Balearische Steuergeschenke für 2016

Liebe Leser, auch im Jahr 2016 möchte ich Sie über Neuerungen und Veränderungen auf dem spanischen Immobilienmarkt, insbesondere in Sachen Steuern für Nicht Residente, mit Schwerpunkt auf den Balearen, informieren. Sollten Sie Immobilien – Investor, Käufer, Verkäufer und / oder Erbe von Liegenschaften und Vermögenswerten in Spanien sein, ist dieser Artikel wichtig für Sie.

Wie ich bereits in meinen Einträgen im Jahr 2015 mitgeteilt habe, hat sich die neue links orientierte Regierung der Balearischen Inseln (Mallorca, Menorca und Ibizia) auf die Fahnen geschrieben, Vermögen im großen Stil umzuverteilen. So wird die Inselregierung und alle ihr politisch angeschlossen Bürgermeister nicht müde zu betonen, dass es vor allem darum geht: “… denen die viel haben etwas zu nehmen, um es denen zu geben die es brauchen…”.

Was dies genau bedeutet zeigt das am 30.12.2015 veröffentlichte Haushaltsgesetz der Balearen für das Jahr 2016. In einer Reihe von Gesetzesänderungen werden nun Steuern erhöht.
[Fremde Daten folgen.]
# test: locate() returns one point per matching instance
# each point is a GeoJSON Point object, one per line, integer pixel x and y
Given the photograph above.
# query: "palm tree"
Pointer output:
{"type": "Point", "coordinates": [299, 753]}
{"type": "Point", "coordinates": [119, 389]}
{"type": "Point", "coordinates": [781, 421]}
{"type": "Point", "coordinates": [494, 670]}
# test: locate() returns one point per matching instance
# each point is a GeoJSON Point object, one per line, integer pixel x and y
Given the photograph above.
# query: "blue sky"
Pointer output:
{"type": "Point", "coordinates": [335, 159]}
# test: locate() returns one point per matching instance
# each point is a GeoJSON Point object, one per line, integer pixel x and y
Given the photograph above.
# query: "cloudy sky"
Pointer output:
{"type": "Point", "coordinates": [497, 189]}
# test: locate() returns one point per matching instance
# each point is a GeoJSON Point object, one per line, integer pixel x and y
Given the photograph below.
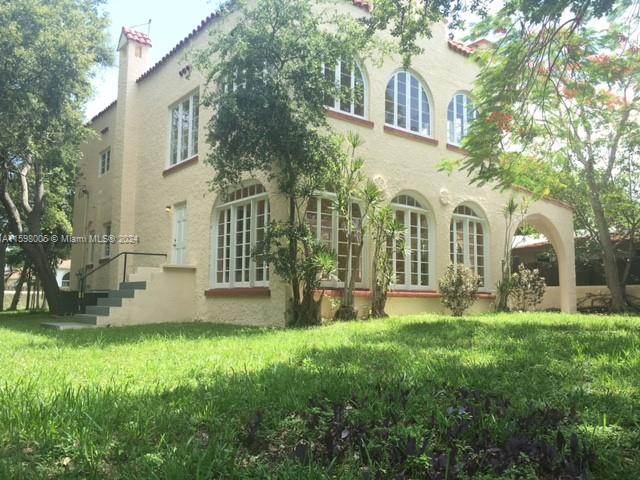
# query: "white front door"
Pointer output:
{"type": "Point", "coordinates": [180, 234]}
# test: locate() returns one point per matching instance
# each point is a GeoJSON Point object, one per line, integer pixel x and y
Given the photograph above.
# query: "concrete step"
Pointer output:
{"type": "Point", "coordinates": [85, 318]}
{"type": "Point", "coordinates": [110, 301]}
{"type": "Point", "coordinates": [101, 310]}
{"type": "Point", "coordinates": [133, 285]}
{"type": "Point", "coordinates": [67, 325]}
{"type": "Point", "coordinates": [123, 293]}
Wie immer beschränke ich mich in meinen Erläuterungen auf solche Tribute, die den Nicht Residenten (also diejenigen Personen die in Spanien nicht steuerlich ansässig sind) betreffen.
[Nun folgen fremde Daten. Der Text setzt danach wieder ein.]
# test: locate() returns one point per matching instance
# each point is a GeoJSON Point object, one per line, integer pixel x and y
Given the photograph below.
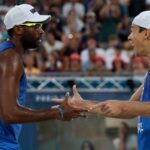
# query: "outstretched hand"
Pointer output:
{"type": "Point", "coordinates": [69, 112]}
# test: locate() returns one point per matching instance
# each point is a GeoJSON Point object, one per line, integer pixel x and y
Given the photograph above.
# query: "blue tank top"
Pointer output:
{"type": "Point", "coordinates": [9, 133]}
{"type": "Point", "coordinates": [143, 122]}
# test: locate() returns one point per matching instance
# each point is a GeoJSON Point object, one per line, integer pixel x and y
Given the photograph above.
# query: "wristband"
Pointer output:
{"type": "Point", "coordinates": [61, 112]}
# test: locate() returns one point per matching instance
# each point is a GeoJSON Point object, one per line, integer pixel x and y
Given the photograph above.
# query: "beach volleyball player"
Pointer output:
{"type": "Point", "coordinates": [139, 103]}
{"type": "Point", "coordinates": [23, 24]}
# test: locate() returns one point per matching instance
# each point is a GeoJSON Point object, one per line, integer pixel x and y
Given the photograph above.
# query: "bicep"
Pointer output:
{"type": "Point", "coordinates": [137, 94]}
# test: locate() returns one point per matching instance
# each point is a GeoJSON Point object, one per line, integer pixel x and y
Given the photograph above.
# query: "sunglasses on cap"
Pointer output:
{"type": "Point", "coordinates": [34, 25]}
Glück im Unglück haben die nicht steuerlich Ansässigen, da die meisten für sie geltenden Steuervorschriften auf zentral-staatlichen Gesetzten basieren. Die Änderungen der Balearen – Steuern betreffen daher “nur” lokale Steuern wie z.B. zahlbare Steuern beim Immobilienerwerb. Ebenso betroffen sind Erben und Personen mit Vermögen über 700.000 EUR auf den Balearen. Für sie galten bis Ende 2015 autonome Steuererleichterungen die von EU Bürgern immer dann in Anspruch genommen werden konnten, wenn sie hierdurch besser gestellt wurden. Diese Vorzüge sind nun beschnitten worden.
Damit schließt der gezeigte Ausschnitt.